Well it happened again. The sewer line has backed up once again into the goat cave from that swine un-used comode down here. So once again I had Billy come in from the city maintanance dept.and blow out the line with the jetter truck AND this time I had the builder of the house here also with another guy who had worked on it to trace the line to the city line. They don't know exactly where it is, but a good idea. Either way, when the house was built, the guy they had sub-contracted to do the plumbing did everything INSIDE the house with rigid thick wall 4" PVC pipe to code, but outside the line was done with thin wall 4" PVC. I found this out when we found and dug up the drain line and blew out the line the first time, I noted when the drain line exits the house and 3 feet out this idiot downconverted the 4" rigid to 4" thinwall PVC possibliy to save a couple bucks, charge for thickwall and pocket the difference. So whatever, I will have to eventually have to replace about 120 ft of drain line perhaps at my expense







Perhaps for now, we can replace up to where the line plugged up about 25 ft down from the cleanout ( which I had to put in, it was never installed ) . The problem most likely is a break in the line or roots have intruded and created the blockage over time. THe trains are all ok, but I had alot of cardboard boxes that held parts, scenery materials, etc that have to be pitched. THis go around I have stocked up on protective gear to keep from getting sick this time. And the biggest thing I'm doing this time is removing that Flippin' toliet and capping off the line so this will NEVER, NEVER happen again !!!! Do y'all think I'm a bit pissed ??? I hope I never run into this plumber guy. If I do, .... Well, let's not go here. I just got over having this E coli bug for over a week the first time I cleaned up this mess. I should get an attorney and sue the crap outta this guy. But the way the law is no-a-days where the offender seems to have more rights than the victim, he'd probibly get off and away with it and maybe sue me just to be a jerk. Ah ****, this sucks









So if you had an order with me from my sales list and I haven't gotten back to you the last couple days, this is why. 

Well I'd better get back to work again.

Rocky


----------



## aceinspp (Jan 2, 2008)

How old of a house is it? Looked fairly new to me. Later RJD


----------



## Mike Reilley (Jan 2, 2008)

Rocky...WRONG FIX DUDE!!!! Don't cap that toilet.

Sewer lines are supposed to be dry. The only time they're wet is when effluent is passing down them. It's pretty obvious that you have some form of blockage...or piping collapse...or a shifted pipe. 

You should first have the sucker truck suck it out...then have a plumber run a camera down the sewer line to see what the problem is.
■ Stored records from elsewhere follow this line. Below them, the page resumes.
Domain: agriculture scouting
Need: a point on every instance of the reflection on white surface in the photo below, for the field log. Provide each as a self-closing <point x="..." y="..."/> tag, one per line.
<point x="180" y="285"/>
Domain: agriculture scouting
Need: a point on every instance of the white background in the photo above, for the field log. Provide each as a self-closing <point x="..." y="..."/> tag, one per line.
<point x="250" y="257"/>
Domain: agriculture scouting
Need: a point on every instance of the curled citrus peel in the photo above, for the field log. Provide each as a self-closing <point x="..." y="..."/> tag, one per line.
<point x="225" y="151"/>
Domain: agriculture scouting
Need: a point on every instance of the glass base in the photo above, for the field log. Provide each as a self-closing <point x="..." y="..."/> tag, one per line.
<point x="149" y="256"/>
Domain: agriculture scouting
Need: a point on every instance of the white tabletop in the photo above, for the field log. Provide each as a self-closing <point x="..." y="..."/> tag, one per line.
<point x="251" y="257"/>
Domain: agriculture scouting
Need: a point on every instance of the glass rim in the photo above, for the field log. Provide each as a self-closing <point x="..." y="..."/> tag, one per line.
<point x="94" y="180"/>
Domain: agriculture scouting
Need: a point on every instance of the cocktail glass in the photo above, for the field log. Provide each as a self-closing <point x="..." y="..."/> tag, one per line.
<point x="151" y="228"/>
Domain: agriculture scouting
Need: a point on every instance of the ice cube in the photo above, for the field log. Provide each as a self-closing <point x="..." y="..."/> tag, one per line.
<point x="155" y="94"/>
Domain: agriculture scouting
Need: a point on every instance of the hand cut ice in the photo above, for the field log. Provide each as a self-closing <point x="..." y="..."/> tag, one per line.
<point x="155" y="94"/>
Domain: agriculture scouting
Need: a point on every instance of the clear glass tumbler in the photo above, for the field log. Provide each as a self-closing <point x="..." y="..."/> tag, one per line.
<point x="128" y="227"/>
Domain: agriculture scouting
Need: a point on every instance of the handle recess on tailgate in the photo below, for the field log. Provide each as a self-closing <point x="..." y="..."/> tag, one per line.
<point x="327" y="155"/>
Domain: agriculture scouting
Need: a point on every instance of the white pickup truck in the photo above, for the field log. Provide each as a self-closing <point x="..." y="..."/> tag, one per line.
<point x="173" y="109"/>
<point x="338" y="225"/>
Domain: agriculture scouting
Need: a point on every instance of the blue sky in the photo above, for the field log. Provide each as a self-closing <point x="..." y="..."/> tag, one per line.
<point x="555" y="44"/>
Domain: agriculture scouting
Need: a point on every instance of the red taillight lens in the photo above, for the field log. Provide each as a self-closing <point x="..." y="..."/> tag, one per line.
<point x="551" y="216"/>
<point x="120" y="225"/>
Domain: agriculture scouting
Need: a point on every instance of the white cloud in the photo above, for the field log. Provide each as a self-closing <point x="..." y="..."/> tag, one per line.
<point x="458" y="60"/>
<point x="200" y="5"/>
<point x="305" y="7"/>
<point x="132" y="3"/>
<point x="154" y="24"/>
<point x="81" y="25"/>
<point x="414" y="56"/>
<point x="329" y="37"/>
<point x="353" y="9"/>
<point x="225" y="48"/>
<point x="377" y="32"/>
The thin wall tubing isn't bad pipe...but roto-rooter gear can tear it up...and that could have happened in the past. You could also have roots in it. It could also have sagged so that there's a place in the sewer line that is always full of water...which slows sewage down till it collects and clogs the line.

You NEED to find the clog...with a camera...and locate it...then figure a way ahead. Just capping off that toilet is NOT a fix...and frankly could make things worse...cause the next thing that happens is that sewage backs up through the sink drain...or the laundry drain...or a floor drain. 

You need to find and fix the reason for the clog.

And....if the line has NO PROBLEMS...then your city sewer may be backing up where you line dumps into it. That's a whole nuther adventure...


----------



## GN_Rocky (Jan 6, 2008)

The house is not old. Built in 2005, RJ.
Mikey, I DO intend to find and fix the problem. Yet I want this "open toliet" capped as so it does not pukify my basement anymore







I'd rather, if it has to backup again, have it go into the tub on the main floor. At least there it is contained and can be cleaned easily. When Billy was here with the jetter truck, we measured off where the HP hose hit the blockage and I marked that spot along where the line should be. I will be digging there tomorrow to see if there is a root issue. I talked with my stepson also to "Hire" him to help me do the replacement of the line upgrading back up to thickwall PVC as weather permits. I'd rather give him the money than some plumber and it'd be a **** of alot cheaper too







I'm not paying $75+ Hr for someone who may be one of those "always on break" guys. I have the knowledge and can still do some physical work too. But I do like the camara idea. Wonder who does it here and how $$$ that is. Will have to check. BUT that toliet has got to go !!!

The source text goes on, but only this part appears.